Jetzt promoviert Schönau bei Informatik-Professor Landes und verbindet seine Kenntnisse über Photovoltaik mit den Möglichkeiten der Datenanalyse durch KI. Gleichzeitig ist er die Schnittstelle zum Industriepartner Smartblue. Das Unternehmen entwickelt smarte Lösungen für das Monitoring von Photovoltaik-Anlagen und der Coburger Doktorand arbeitet auch dort.

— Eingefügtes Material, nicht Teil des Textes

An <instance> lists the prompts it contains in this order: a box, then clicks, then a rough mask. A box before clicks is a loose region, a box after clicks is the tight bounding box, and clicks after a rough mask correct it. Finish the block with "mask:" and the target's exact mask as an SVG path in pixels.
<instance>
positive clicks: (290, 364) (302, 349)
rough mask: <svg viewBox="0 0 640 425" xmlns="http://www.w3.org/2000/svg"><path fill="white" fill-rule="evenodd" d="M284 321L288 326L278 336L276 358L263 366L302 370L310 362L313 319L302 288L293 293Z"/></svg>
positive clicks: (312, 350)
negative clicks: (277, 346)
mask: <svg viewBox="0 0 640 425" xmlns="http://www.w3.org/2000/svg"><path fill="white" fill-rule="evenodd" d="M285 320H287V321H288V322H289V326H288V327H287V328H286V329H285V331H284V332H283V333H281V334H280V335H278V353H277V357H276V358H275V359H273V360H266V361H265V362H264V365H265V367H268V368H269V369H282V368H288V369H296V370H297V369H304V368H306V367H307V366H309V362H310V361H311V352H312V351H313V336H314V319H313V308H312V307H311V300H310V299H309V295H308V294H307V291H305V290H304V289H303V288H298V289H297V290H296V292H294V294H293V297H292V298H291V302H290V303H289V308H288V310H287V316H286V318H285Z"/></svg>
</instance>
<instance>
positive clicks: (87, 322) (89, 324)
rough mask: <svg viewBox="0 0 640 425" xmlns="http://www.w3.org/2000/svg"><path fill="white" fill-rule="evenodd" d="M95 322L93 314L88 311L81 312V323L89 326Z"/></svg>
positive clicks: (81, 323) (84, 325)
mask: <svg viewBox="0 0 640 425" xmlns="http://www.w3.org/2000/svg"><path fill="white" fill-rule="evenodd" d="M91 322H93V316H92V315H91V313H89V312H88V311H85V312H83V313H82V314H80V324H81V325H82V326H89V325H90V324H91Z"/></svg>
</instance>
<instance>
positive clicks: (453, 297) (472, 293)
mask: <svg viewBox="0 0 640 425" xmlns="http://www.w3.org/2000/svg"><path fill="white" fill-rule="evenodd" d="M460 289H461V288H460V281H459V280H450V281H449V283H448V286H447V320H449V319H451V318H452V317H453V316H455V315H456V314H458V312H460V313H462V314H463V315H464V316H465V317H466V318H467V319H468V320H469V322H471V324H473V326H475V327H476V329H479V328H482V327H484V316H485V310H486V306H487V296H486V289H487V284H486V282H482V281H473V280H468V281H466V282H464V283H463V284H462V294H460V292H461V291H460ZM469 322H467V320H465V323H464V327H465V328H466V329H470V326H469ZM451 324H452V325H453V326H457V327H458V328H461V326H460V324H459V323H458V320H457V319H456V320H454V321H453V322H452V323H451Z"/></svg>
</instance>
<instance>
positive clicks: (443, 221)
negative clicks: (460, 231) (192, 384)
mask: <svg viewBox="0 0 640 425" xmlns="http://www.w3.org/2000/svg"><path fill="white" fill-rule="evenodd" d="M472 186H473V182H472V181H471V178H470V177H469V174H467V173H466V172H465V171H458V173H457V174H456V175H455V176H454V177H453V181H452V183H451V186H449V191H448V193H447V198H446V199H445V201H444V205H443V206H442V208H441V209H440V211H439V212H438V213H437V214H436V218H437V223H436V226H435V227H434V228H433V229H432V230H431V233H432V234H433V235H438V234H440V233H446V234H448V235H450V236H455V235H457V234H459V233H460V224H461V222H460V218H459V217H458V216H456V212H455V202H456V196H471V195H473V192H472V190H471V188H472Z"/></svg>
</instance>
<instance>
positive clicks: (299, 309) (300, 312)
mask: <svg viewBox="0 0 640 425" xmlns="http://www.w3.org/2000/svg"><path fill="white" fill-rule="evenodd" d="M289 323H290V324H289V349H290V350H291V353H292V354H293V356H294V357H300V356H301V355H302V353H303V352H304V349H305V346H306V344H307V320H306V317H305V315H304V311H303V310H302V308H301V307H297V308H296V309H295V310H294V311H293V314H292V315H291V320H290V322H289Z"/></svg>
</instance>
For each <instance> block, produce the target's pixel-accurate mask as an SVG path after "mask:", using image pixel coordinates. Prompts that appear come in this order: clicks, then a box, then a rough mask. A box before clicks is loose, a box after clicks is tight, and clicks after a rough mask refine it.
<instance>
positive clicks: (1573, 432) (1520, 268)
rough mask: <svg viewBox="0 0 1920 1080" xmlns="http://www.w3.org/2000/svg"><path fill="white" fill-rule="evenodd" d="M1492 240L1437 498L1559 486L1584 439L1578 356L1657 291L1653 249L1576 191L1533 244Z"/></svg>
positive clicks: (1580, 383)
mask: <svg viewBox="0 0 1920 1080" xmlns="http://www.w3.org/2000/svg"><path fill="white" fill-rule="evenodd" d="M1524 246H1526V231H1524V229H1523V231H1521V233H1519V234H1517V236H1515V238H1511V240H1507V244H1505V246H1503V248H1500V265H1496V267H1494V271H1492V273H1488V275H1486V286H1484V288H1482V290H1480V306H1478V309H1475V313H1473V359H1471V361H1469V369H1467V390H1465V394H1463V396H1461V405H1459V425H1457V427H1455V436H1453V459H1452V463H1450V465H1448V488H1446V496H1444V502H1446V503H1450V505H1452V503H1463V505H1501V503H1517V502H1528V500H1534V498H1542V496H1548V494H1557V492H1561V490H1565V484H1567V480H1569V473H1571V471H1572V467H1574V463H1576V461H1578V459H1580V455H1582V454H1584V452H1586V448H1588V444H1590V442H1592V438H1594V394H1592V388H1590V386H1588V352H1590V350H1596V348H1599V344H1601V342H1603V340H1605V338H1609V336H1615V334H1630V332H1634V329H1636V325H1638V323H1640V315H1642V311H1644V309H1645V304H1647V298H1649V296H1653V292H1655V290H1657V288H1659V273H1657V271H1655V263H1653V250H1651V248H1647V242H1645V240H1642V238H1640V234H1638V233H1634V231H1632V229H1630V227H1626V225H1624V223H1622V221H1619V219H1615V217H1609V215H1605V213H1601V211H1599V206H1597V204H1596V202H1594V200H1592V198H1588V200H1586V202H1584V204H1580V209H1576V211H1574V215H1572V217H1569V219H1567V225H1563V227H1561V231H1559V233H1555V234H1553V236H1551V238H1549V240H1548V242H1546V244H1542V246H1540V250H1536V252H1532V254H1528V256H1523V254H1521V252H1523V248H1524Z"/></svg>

Wie Wissenschaft und Wirtschaft zusammenarbeiten

Für Günter Seel, Vorstand bei Smartblue, ist die Zusammenarbeit ein Beispiel dafür, „wie wertvoll der Zugang zu modernen Forschungseinrichtungen für unser Unternehmen ist.“ Die Forschung profitiert dabei von den Daten des Unternehmens: „In Coburg werden natürlich Messungen im Labor erfolgen, bei denen wir uns auf bestimmte Aspekte konzentrieren“, sagt Landes. „Draußen im Feld haben wir die Umgebungsbedingungen nicht unter Kontrolle: Um das zu analysieren, bekommen wir die Daten von Smartblue.“ Außerdem wird ein mobiles Labor aufgebaut; daran ist auch ein studentischer Mitarbeiter beteiligt: Simon Schnabrich schreibt seine Masterarbeit im Rahmen des Projekts. Er benutzt vor Ort an den Anlagen eine speziell adaptierte Kamera, um die so genannte Elektrolumineszenz der Photovoltaikzellen sichtbar zu machen und Schäden zu ermitteln. Zum Team gehört mit Darwin Daume ein weiterer wissenschaftlicher Mitarbeiter der Fakultät für Elektrotechnik und Informatik der Hochschule: Daume hat viel Erfahrung mit der Leistungsanalyse von PV-Anlagen. „Jetzt ist die Frage, wie man das durch KI-Methoden verbessern kann.“

Nach dem Start des Projekts „Kick-PV“ haben sich alle in Coburg zur Kick-off-Sitzung getroffen. Auch Prof. Dr. Achim Schulze von der TH Rosenheim ist dabei. Modelle und Berechnungen im Photovoltaikbereich sind das Gebiet des Mathematikers, der den Rosenheimer Part von Kick-PV leitet. Er geht davon aus, dass zukünftige regenerative Energiesysteme deutlich berechenbarer werden. Mit den neuen Verfahren sollen Stärke und Ursache von Leistungseinbrüchen in Teilen von Photovoltaik-Kraftwerken sehr früh erkannt werden. Das würdigt auch die Bayerische Forschungsstiftung: Sie hat die Förderung von acht Technologieprojekten in Bayern beschlossen – neben sieben sehr renommierten universitären Projekten ist Kick-PV das einzige an einer Hochschule.